Si les Français peinent parfois à s’y retrouver dans le maquis financier, à qui se fient-ils pour les guider ? D’abord à eux-mêmes : 76 % se font prioritairement confiance en matière d’argent. Viennent ensuite l’entourage (61 %), les banquiers (55 %) et les économistes (49 %). A l’opposé, la défiance est massive à l’égard des influenceurs (82 %), un fait rassurant au vu des condamnations de nombre d’entre eux pour escroquerie. Les politiques (80 % de défiance), les applications d’intelligence artificielle (67 %) et « les journalistes en général » (65 %) font à peine mieux. Ils sont aussi 48 % et 44 % à ne pas faire confiance aux conseillers en investissement boursier et aux journalistes spécialisés en économie et en finance.

Paradoxalement, si les Français se fient massivement à eux-mêmes, ils ne sont pas pour autant à l’aise avec l’argent. Seule une courte majorité (56 %) s’estime capable de prendre des décisions financières – épargne, crédits, achats importants. « Il faut distinguer deux registres de compétence financière : d’une part la gestion quotidienne du budget – équilibrer ses recettes et ses dépenses, planifier son épargne -, où les Français et en particulier les Françaises se sentent à l’aise, car les femmes sont traditionnellement celles qui s’occupent du budget. Et d’autre part la finance technique – produits bancaires, investissement -, où les connaissances sont moins précises, analyse Jeanne Lazarus. Et c’est justement parce qu’ils ne se sentent pas au point sur ces sujets que les Français refusent de faire confiance les yeux fermés aux institutions ou aux experts. » Les scandales bancaires, la multiplication de produits complexes et un jargon souvent excluant expliquent, aussi, la distance avec les acteurs financiers.

Fait notable, les femmes se déclarent systématiquement moins à l’aise que les hommes face aux décisions financières, qu’il s’agisse de comprendre un placement ou de négocier un crédit (49 % contre 63 %).
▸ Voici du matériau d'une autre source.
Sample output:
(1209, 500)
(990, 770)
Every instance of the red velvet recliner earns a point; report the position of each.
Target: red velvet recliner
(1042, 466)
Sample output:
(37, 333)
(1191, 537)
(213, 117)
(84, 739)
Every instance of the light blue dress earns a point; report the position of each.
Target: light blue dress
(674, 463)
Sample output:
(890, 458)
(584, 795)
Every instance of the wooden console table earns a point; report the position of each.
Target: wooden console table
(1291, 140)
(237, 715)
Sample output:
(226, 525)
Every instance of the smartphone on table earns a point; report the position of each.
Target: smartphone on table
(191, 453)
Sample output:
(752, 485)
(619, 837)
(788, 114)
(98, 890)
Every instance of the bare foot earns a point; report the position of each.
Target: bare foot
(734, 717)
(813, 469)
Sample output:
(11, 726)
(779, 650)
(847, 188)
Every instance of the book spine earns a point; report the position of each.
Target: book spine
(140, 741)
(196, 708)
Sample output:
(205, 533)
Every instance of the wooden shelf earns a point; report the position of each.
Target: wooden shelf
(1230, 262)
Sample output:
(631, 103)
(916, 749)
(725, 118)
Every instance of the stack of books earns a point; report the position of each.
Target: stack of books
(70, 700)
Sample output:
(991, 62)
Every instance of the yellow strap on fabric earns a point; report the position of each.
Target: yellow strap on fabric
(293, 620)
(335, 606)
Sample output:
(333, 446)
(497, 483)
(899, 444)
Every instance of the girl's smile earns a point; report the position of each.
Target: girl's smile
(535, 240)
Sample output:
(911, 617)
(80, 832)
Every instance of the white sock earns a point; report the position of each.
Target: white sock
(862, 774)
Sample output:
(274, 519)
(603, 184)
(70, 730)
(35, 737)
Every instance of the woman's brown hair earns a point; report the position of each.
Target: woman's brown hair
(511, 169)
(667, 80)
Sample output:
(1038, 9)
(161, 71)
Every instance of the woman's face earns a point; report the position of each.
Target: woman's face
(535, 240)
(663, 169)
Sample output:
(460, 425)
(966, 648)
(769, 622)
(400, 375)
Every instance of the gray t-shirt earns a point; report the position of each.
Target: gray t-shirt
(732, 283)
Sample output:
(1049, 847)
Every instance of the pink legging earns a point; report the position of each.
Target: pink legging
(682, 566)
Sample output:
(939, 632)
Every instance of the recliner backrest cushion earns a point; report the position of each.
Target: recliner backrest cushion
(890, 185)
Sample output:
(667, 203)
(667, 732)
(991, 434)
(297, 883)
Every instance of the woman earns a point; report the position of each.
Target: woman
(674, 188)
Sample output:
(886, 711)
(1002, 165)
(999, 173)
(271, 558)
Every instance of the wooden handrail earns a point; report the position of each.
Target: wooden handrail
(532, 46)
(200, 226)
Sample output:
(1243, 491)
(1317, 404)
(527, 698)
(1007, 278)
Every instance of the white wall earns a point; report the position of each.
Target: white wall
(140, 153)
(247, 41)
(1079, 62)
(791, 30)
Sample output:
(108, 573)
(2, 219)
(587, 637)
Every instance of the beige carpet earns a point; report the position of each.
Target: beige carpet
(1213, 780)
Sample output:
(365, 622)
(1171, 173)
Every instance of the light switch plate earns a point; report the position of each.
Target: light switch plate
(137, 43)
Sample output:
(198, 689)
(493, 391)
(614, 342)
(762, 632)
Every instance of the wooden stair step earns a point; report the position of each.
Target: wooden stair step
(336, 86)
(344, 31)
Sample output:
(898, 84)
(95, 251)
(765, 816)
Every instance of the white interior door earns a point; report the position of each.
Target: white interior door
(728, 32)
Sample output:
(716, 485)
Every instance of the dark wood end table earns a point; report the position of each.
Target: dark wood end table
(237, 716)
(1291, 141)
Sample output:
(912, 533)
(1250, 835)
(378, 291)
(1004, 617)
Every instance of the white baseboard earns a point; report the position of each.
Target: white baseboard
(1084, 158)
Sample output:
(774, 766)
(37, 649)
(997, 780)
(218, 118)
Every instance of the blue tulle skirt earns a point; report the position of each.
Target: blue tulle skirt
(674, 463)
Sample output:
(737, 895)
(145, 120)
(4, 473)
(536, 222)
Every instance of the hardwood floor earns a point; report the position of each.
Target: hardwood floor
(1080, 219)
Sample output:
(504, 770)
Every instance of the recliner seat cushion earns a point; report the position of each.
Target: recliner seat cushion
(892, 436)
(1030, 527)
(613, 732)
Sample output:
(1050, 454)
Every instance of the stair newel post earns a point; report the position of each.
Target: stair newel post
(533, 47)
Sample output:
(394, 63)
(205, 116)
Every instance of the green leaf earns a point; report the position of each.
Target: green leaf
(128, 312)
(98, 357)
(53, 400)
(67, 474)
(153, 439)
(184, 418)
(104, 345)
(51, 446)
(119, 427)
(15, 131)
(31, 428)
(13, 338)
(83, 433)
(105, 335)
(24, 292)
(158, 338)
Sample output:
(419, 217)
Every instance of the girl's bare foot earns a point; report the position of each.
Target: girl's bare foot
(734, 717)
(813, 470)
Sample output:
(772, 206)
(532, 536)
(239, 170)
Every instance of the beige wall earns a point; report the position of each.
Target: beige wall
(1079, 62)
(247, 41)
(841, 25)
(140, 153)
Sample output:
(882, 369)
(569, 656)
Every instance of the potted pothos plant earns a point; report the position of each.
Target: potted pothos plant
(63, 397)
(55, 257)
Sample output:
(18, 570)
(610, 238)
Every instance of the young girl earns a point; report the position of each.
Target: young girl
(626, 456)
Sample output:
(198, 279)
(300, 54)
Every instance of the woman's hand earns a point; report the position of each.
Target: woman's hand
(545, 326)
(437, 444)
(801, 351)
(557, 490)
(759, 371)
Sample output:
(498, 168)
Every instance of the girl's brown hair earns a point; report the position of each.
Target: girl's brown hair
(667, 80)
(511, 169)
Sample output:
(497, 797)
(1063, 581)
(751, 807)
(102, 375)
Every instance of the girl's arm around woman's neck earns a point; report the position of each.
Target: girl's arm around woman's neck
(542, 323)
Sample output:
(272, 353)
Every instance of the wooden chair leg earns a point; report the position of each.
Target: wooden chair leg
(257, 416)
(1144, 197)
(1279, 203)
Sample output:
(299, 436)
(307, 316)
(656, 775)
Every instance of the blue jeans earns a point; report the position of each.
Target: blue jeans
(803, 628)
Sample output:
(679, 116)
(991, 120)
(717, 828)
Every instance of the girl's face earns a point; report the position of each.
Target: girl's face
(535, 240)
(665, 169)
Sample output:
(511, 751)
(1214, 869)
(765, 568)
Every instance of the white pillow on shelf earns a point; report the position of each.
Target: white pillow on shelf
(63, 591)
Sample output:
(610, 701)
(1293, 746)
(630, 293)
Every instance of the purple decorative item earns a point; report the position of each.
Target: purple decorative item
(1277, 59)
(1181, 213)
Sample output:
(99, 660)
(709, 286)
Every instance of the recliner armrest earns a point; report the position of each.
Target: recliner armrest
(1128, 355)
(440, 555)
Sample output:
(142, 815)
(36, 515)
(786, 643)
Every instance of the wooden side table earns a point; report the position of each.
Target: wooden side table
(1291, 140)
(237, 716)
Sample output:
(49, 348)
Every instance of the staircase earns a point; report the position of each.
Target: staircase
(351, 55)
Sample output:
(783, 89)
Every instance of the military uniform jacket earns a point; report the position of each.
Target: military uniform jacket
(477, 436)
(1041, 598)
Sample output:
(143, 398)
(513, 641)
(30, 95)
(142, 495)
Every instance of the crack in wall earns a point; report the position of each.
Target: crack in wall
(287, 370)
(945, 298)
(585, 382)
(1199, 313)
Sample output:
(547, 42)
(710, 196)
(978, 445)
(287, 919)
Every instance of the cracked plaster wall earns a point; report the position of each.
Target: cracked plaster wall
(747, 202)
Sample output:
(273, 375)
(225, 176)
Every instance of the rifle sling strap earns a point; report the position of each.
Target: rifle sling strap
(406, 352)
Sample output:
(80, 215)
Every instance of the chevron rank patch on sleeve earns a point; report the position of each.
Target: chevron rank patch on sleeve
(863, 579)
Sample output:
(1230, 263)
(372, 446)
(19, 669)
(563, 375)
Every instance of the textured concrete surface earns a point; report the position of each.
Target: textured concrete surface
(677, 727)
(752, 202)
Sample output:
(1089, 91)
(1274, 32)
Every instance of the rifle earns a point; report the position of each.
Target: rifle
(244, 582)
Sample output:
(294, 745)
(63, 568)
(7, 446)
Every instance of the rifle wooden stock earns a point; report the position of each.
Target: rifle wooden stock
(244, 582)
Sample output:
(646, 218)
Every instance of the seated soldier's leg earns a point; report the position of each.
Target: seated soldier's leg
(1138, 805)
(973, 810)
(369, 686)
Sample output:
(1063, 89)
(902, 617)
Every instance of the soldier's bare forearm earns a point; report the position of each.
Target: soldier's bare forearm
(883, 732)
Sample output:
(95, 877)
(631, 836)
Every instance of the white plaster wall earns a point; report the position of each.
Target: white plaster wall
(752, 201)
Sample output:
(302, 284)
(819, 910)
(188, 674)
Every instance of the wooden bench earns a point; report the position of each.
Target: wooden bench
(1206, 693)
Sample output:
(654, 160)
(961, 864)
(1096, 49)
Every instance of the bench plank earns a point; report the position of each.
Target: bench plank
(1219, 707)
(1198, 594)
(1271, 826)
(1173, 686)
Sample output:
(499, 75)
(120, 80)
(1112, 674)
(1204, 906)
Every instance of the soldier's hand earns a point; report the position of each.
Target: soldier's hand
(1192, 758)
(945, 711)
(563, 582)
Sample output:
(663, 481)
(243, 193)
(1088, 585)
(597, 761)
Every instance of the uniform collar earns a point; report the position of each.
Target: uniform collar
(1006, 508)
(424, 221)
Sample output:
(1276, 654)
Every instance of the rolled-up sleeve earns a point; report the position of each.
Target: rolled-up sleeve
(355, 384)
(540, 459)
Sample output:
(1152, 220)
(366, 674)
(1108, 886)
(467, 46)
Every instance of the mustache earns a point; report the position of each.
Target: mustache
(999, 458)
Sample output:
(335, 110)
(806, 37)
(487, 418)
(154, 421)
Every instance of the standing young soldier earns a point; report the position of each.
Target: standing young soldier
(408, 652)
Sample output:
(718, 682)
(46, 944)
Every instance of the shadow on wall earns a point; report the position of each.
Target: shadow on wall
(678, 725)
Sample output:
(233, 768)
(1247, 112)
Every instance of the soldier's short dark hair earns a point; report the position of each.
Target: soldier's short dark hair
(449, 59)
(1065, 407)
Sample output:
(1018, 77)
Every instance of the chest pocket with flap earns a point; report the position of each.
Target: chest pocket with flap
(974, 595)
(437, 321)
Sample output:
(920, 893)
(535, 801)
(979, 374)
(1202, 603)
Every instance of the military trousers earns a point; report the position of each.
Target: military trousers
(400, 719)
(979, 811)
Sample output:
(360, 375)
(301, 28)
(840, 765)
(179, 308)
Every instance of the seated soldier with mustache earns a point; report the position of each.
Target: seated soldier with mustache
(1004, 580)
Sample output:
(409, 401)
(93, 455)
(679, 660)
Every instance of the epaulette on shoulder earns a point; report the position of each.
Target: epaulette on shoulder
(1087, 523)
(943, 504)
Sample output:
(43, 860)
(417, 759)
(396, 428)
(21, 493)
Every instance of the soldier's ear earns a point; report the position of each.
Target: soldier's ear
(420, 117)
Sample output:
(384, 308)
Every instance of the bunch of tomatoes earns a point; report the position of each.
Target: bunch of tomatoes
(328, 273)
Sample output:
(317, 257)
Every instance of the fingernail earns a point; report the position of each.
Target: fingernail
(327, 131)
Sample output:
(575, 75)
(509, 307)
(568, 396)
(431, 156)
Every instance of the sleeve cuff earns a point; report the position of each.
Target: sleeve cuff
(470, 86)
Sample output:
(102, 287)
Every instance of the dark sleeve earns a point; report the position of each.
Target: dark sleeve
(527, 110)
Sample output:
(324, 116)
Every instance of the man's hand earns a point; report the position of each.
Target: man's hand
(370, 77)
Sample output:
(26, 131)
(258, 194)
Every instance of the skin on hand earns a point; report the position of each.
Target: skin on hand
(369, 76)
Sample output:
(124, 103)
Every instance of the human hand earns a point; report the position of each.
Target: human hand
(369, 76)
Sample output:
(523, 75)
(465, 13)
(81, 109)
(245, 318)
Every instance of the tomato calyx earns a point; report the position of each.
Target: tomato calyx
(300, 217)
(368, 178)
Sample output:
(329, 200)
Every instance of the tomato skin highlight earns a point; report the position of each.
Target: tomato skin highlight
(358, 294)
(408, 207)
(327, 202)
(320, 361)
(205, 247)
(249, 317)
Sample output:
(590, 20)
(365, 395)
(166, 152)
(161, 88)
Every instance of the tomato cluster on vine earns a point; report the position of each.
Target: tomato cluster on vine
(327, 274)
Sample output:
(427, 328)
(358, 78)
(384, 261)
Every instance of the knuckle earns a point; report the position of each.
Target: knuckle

Un écart qui ne surprend pas Jeanne Lazarus. « L’argent est un enjeu récurrent des inégalités hommes-femmes, parce qu’elles y ont moins accès – par leur salaire et leur patrimoine -, et à cause d’une longue histoire de mise à l’écart des femmes dans l’investissement, un domaine technique, plus volontiers associé au masculin, même si cette tendance évolue dans le bon sens », rappelle-t-elle.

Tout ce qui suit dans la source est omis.